Krygier and Wood point out, “While changes in scale are the most common reason to change dimensions, map makers can also change dimensions of features to remove clutter and detail form a map to support its point” (p.169). It’s worth noting, when it comes to scale – it’s all relative.
It is also posible to effectively use both point and area city symbols to represent different sized features on the same map.
In her textbook, Principles of Map Design, Judith Tyner discusses the visual variables of cartographic symbols. In addition to representing cities as points or areas, there are “additional visual variables that permit differentiation of symbols by the characteristics and values they represent” (p.136). The shape of a symbols is its primary distinguishing characteristic to identify different kinds of objects. For example, circles for towns, stars for capitol cities, and the like.
Visual variables include form, size, hue, color value (lightness, color intensity (saturation), pattern, texture, and orientation, as shown in this figure from Tyner’s book. To a lesser extent, location, crispness, transparency, resolution, and perspective height are used, and these may add more artistic character to a map.
Modern example with a traditional feel
In his Route 66 Traveler’s Guide and Roadside Companion, Tom Snyder used Ortelius to create these symbols that represent cities and towns on his medium scale maps.
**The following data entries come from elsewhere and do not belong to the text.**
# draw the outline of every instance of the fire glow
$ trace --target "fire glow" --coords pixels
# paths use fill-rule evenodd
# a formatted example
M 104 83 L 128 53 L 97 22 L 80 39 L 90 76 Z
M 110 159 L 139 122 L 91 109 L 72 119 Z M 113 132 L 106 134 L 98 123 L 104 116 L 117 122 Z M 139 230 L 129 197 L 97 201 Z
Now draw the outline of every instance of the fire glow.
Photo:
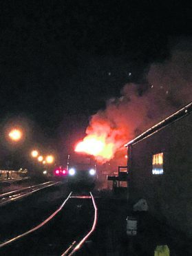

Tom effectively uses scale, simplification, and dimension change with many of the visual variables discussed above.
The symbols are various sized circles with a crosshatch pattern inside. While the hatch pattern is consistent, the size of the circle varies relative to the size of the city or town. To provide visual interest, Tom varies the orientation of the hatch to more or less match the direction of the road along the route. To accomodate different scales, Tom provides map details, also cased within circles, for places of particular interest.
Pictorial symbols are often used for decorative maps. These, adapted from Heather Child’s book, Decorative Maps, are vectorized for import into Ortelius.
Ortelius includes a full suite of drawing tools that can be used to draw your own decorative symbols. It also imports SVG and vector PDF files if you need to import scalable graphic files.
Time to get creative
We’ve reviewed the role of scale, simplification, dimension change and texture on city map symbols, and seen an excellent modern example. Now it’s time to get creative with making your own medium-scale city symbols in Ortelius.
Here we offer some inspiration. For example, you can draw a basic graphic with many buildings within a square shape, then use that graphic as a pattern fill for your symbols. We made a black version and a white version. In other examples, we used some of Ortelius’ built-in hatch styles, and a fill style with opacity. Even a simple small back square can provide interesting results when you apply randomness settings to a pettern fill. Have fun playing with styles to create interesting city symbols.
Of course, when you’re satisfied with your results you can save them to your User Library for future reuse.
The Role of Typeface
A final note. In addition to symbology, your selection of typeface will greatly influence the look and feel of your map. For example, notice how Tom Snyder’s carefully chosen typefaces echo the Route 66 icon and imply a vintage time period. Be sure to consider the appearance of text on your map. Our tutorial, Best Mac Fonts for Cartography, provides guidance to choose a good typeface and tips to establish a schema for text labels with your map projects.
Child, Heather (1956). Decorative Maps. Studio Limited, London.
Krygier, John and Denis Wood (2005). Making Maps, A Visual Guide to Map Design for GIS. The Guilford Press, New York.
Raisz, Erwin (1948). General Cartography. McGraw-Hill Book Company, New York.
Snyder, Tom (2011). Route 66 Traveler’s Guide and Roadside Companion, 4th Edition. St. Martin’s Griffin, New York.
Tyner, Judith (2010). Principles of Map Design. The Guilford Press, New York.